1 Loading, setting up

library(here)
library(tidyverse)
library(quanteda)
library(topicmodels)
library(ldatuning)
library(tidytext)
data_path <- here("data", "processed")
file_names <- list.files(data_path)
file_paths <- file.path(data_path, file_names)
d <- file_paths %>% set_names() %>% map_df(read_csv)
write_csv(d, here("data", "combined-data.csv"))
d$post <- tokens(d$post, remove_url = TRUE, remove_numbers = TRUE)

2 Next steps

Main goal: Describe possible themes in terms of the identities/practices that individuals assume/use as evidenced through their forum activity

  1. Better understanding the topics/possible themes on their own - fleshing these out better
  • Look at more than 10 terms - maybe the top 20
  • Doing some work to define them more formally
  1. Better understanding the posts in the forums - literally understanding them, seeing what the computational analysis overlooked, seeing what other themes might be noteworthy
  2. Better understanding how the topics relate to the posts - are there more than one per post, usually one per post, etc.; are they seeming to be valid?
  • Seeing which posts have the highest probability of each topic (i.e., 10 posts that have the highest probability of being associated with a topic) - and then reading those posts - do they seem to be about what we think the topic is about
set.seed(20190213)
my_dfm <- dfm(d$post, remove = stopwords("english"), stem = TRUE, remove_punct = TRUE)
my_dtm <- my_dfm[ntoken(my_dfm) > 0,]
my_dtm <- convert(my_dtm, to = "topicmodels")
m_grams <- LDA(my_dtm, 15)
# Every document is a mixture of topics.
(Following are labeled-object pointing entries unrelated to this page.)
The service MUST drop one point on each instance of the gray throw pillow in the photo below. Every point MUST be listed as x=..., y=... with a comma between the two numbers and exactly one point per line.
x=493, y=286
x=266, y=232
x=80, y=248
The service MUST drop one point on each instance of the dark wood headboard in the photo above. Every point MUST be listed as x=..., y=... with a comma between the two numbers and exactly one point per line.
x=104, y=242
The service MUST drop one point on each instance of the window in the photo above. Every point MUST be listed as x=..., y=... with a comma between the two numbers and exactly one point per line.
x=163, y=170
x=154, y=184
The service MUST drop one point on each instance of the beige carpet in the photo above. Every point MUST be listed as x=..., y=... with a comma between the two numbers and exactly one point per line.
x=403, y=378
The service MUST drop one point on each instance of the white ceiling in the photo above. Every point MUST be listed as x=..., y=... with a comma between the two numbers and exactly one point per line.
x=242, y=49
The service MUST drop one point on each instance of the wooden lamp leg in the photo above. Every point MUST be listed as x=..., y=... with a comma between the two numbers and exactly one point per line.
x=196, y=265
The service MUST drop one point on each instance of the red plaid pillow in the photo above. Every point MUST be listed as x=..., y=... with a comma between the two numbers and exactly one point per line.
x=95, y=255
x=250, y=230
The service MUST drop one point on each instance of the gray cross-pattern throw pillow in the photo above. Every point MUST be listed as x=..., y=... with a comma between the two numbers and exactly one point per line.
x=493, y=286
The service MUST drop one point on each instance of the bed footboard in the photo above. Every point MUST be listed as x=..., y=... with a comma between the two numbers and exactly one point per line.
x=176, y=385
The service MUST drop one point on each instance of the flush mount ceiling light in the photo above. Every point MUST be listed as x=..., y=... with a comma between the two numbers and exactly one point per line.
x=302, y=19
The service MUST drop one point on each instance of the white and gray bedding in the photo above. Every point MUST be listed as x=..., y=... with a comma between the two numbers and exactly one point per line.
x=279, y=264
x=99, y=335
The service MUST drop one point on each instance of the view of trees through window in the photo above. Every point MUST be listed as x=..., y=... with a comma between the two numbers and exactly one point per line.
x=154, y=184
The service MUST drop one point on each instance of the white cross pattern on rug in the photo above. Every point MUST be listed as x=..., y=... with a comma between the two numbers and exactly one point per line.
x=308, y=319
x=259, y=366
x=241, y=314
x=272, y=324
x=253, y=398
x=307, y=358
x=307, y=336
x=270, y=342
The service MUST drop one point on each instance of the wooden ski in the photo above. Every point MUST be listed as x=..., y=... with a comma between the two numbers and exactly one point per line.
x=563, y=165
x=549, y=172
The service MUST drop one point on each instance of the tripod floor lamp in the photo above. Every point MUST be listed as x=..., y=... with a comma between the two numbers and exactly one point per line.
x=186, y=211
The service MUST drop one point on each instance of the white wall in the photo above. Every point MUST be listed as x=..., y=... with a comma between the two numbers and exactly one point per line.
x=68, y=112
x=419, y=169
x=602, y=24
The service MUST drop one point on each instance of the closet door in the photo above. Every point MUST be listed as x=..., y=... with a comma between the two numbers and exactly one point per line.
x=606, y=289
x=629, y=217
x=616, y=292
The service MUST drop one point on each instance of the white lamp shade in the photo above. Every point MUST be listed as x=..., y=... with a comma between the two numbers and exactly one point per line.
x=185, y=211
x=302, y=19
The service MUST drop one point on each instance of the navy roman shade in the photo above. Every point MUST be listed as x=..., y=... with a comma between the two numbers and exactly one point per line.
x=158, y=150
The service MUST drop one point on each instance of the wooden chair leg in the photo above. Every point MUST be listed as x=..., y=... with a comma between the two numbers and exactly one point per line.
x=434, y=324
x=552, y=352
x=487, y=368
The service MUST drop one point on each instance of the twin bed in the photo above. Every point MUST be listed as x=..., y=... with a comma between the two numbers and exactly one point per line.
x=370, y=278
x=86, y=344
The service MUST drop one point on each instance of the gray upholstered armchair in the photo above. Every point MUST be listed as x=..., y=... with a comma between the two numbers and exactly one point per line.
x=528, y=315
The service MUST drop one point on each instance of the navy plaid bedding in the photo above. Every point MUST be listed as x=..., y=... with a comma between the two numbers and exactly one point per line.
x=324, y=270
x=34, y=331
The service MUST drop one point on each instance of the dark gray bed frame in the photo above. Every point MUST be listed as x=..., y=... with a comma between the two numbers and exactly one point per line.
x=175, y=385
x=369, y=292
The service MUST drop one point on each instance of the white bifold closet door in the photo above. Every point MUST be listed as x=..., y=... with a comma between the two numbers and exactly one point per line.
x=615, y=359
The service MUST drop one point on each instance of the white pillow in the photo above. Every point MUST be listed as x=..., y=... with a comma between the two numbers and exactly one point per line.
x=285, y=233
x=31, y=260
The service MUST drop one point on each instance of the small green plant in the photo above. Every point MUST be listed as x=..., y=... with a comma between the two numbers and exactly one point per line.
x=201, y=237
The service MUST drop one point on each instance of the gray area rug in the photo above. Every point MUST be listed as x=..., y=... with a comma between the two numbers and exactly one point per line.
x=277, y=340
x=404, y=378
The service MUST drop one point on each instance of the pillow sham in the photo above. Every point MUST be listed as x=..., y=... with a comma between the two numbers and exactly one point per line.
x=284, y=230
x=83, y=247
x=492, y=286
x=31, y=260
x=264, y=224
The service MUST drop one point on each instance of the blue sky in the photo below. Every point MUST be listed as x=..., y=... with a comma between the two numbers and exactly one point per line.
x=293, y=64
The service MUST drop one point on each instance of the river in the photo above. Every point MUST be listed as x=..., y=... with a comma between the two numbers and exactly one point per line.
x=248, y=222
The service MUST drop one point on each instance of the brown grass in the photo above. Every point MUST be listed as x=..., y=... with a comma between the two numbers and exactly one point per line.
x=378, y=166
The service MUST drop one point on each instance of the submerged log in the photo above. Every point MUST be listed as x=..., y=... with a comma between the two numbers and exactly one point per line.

We imagine that each document may contain words from several topics in particular proportions. For example, in a two-topic model we could say “Document 1 is 90% topic A and 10% topic B, while Document 2 is 30% topic A and 70% topic B.”
# Every topic is a mixture of words. For example, we could imagine a two-topic model of American news, with one topic for “politics” and one for “entertainment.” The most common words in the politics topic might be “President”, “Congress”, and “government”, while the entertainment topic may be made up of words such as “movies”, “television”, and “actor”. Importantly, words can be shared between topics; a word like “budget” might appear in both equally.

=

p <- function(model) {

topics <- tidytext::tidy(model, matrix = "beta")

top_terms <- topics %>%
  group_by(topic) %>%
  top_n(10, beta) %>%
  ungroup() %>%
  arrange(topic, -beta)

p <- top_terms %>%
  mutate(term = reorder(term, beta)) %>%
  ggplot(aes(term, beta, fill = factor(topic))) +
  geom_col(show.legend = FALSE) +
  facet_wrap(~ topic, scales = "free") +
  coord_flip()

p
}
# Notice that this has turned the model into a one-topic-per-term-per-row format. For each combination, the model computes the probability of that term being generated from that topic. For example, the term “aaron” has a 1.686917×10-12 probability of being generated from topic 1, but a  3.8959408×10−5 probability of being generated from topic 2.
p(m_grams)

ggsave("m-grams.png", width = 10, height = 10)
library(tidytext)
document_probs <- tidytext::tidy(m_grams, matrix = "gamma")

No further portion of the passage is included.